Volunteers are growing a showplace for Mother Nature

Written by Ellen Chahey 

ELLEN C. CHAHEY PHOTOS
COMING BACK TO LIFE - AmeriCorps volunteers built new benches for this old greenhouse, which had fallen into disrepair.

Twenty-three acres of town-owned land await your pleasure in West Barnstable. Twenty-three acres divided into outdoor rooms such as a holly grove with a new butterfly garden; vegetable plots for families and another that grows produce for the Noah Shelter; the biggest white birch trees you ever saw; and a hilly trail thickly planted with rhododendrons (which are expected to bloom at the end of May).

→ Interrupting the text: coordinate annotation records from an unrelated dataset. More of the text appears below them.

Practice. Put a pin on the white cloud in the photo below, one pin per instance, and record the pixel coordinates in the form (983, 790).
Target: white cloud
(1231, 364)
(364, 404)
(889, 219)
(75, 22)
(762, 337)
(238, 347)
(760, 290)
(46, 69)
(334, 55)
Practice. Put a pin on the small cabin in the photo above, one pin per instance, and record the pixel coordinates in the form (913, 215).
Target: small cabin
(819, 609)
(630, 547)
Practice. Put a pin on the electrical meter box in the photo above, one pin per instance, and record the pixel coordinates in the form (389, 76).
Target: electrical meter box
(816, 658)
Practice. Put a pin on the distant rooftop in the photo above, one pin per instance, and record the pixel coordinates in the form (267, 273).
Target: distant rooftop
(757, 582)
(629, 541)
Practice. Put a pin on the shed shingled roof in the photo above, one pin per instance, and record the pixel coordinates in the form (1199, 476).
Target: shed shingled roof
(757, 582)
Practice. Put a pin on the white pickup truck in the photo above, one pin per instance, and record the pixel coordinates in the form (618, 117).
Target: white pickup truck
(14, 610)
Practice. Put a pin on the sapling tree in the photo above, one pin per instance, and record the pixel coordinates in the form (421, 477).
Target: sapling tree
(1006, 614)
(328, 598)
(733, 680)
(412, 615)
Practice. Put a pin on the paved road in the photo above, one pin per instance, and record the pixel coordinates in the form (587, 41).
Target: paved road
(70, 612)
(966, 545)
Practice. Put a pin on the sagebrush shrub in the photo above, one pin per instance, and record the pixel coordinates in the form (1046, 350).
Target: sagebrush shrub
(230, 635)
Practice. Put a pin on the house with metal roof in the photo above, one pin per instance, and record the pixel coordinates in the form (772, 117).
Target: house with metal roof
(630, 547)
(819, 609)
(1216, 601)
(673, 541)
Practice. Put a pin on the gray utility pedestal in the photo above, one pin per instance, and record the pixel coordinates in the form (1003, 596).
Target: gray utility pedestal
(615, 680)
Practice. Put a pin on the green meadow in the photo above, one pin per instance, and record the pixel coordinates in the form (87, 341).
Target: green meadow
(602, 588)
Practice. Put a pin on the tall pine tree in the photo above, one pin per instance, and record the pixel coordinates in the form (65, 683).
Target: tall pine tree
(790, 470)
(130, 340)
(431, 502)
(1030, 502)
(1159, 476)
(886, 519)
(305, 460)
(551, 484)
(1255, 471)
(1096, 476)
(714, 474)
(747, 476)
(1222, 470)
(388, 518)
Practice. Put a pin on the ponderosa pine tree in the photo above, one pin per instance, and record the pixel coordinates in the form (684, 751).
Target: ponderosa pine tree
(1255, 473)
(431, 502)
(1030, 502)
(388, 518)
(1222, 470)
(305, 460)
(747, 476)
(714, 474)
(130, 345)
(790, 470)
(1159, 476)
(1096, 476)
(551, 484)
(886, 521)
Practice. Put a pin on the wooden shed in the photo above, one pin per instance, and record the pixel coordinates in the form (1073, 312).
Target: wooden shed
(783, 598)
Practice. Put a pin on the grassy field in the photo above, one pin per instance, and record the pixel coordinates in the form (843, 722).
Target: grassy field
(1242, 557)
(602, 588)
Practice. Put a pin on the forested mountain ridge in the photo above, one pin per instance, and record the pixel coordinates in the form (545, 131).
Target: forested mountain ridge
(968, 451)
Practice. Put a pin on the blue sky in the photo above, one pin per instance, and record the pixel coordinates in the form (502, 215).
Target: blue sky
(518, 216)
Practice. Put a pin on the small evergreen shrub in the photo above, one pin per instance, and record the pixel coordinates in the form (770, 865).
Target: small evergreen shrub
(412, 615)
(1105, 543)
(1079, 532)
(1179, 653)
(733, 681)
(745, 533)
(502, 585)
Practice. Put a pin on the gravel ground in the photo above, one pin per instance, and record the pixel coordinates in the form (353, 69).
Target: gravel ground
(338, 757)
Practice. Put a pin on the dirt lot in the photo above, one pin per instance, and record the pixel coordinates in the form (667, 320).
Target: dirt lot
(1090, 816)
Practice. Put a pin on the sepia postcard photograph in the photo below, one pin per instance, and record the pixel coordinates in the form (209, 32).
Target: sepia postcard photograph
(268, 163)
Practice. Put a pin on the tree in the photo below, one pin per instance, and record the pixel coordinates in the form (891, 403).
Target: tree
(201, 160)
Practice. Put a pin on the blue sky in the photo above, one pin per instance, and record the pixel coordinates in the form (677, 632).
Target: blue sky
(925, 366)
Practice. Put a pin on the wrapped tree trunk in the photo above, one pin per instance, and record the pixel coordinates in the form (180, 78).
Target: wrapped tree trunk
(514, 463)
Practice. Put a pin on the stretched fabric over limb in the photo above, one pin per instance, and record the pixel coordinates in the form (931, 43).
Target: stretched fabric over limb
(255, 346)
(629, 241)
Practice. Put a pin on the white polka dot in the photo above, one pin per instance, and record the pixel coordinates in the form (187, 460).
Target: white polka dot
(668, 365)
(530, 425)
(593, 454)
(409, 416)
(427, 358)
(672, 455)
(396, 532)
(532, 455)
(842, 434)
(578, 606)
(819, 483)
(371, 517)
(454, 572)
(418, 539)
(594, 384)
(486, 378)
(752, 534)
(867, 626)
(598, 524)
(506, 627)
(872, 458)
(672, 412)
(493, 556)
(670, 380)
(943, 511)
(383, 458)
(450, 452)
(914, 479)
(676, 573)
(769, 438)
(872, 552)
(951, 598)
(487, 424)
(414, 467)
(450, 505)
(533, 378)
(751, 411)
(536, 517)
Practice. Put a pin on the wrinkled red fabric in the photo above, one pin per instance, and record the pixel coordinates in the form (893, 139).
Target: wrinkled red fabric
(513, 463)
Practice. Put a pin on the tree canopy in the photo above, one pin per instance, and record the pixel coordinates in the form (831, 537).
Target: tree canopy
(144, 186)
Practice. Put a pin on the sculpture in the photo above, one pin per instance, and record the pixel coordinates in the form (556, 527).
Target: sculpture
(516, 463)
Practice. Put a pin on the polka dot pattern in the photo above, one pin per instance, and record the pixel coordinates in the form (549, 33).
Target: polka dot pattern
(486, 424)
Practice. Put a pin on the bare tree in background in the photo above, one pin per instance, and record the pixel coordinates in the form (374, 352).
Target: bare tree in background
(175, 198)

(Click here to See original Article in the Barnstable Patriot

Meetinghouse Farm, just steps away from West Parish on Route 149, used to be Conant Landscaping, said Judy Desrochers of West Barnstable, president of the seven-member board of directors of the non-profit Meetinghouse Farm, Inc., which has a 10-year management contract with the town that started in January 2007.
 
Desrochers wiped garden soil from her hands as she welcomed a visitor. She was preparing a plot for one of the community gardeners, who pay $20 to rent 15x15 feet of rich earth for a season.
 
“Take a ‘before’ shot, but just don’t forget to come back in August for an ‘after’,” she said with a smile.
 
One dream for the farm is to move the community vegetable garden to an interior field, and turn the plots that are visible from Route 149 into a flower garden. The vegetable plots have proven so popular that only two were left at press time.
 
Things could have turned out differently for the former Conant property after Fred Conant died in 1991. Desrochers said that a proposal to subdivide it and build 14 houses proved the “catalyst” for efforts to preserve its natural beauty. The town bought the property in 2000.
“It was a tired, tired property,” said Rob Gatewood, Barnstable’s conservation administrator. “Hats off to Judy Desrochers and to Meetinghouse Farm, Inc. for all of their hard work and their accomplishments. They really rolled up their sleeves. The future is real bright for their continued thriving.”
 
Since 2003, the volunteers of Meetinghouse Farm (no one is paid) have had “tremendous help,” said Desrochers, from AmeriCorps, the environmentally-oriented service organization. The Corps built new benches for the once-abandoned greenhouse; dug gardens; and have supported educational programs that the farm is beginning to offer.
 
Lumber and labor are beginning to come in from local builders, to repair an old barn and a little shed that’s destined to become an information booth. Dennis Casto of Casto Construction, a carpenter from Chatham, has offered to fix up the shed.
There’s room for many more volunteers, whether they’d like to work in the soil, on the buildings, or in fundraising. Desrochers said that some projects exceed what the town can contribute: “the barn needs a new roof.” Handicap access and restrooms will need funding, too.
 
One suggestion going around, Desrochers said, is to have the panes of the greenhouse engraved or painted in exchange for donations.
 
The farm is beginning to host some public events, including one tomorrow (May 16). From 9 a.m. to noon, the Barnstable County Beekeepers will sell perennial plants.
On June 27, the farm will host a sale of and a lecture about container gardens.
And on Aug. 15, in conjunction with the West Barnstable Village Festival, Meetinghouse Farm, Inc. will host its first* “Art at the Farm” fine art show and sale.
 
Desrochers, who said that environmental issues have always been near the top of her passions, emphasized that the farm’s priority is the fruits of the earth.
“The mission of the Farm,” says its official flyer, “is to foster horticultural and agricultural values and practices in the community.”
 
Peeking out from under a “Garden Walk” baseball cap that’s as blue as her eyes, Desrochers added, “People need skills to grow their own food.” Then she went back to turning over the earth.